There may be tension between Obama and his chief-of-staff, Rahm Emanuel, over Health IT. The recent article in the New York Times highlighted a brief comment from Emanuel that it was “essential” to protect personal health information.
For Obama, and from all of the non-white minorities, access to health care has been only one facet of discrimination based solely on a person's physical appearance. For all those millions, any improvement is worthwhile, even if privacy is breached, because the worst than can happen, mostly, if for someone else to find out that so-and-so is not Causasian, which would be hardly a revelation. On the other hand, Emanuel is Jewish and one of his parents is a medical specialist. So, he carries the history of how recorded information was used to actively discriminate (putting it softly) against minorities who were indistinguishable from other Europeans. On that alone, without the input of his father's working knowledge of medical data systems and the need for scrupulous confidentiality, I reckon Emanuel will have his best brains pulling any EHR apart, and he will fight with Obama until the privacy is right.

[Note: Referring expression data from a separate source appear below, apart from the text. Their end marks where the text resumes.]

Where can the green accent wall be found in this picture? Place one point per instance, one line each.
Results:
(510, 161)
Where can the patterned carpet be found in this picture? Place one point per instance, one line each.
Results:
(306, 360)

On another matter, someone should look into the innards of the Lance Armstrong Foundation (www.livestrong.org). There are strong links to information gathering software and clinical trials databases. Pharmaceutical companies have billions invested in chemotherapeutics and expect to make profits. That image of the Prime Minister in close association with the bicycle race will cost the Aussie taxpayer in costs of expensive chemo drugs.
Of relevance, then, was the call from a couple of oncologists for better access to the clinical trials data being gathered by drug companies. Another application of Health IT, but, at moment, the running and the investment is coming from global pharmaceutical corporations.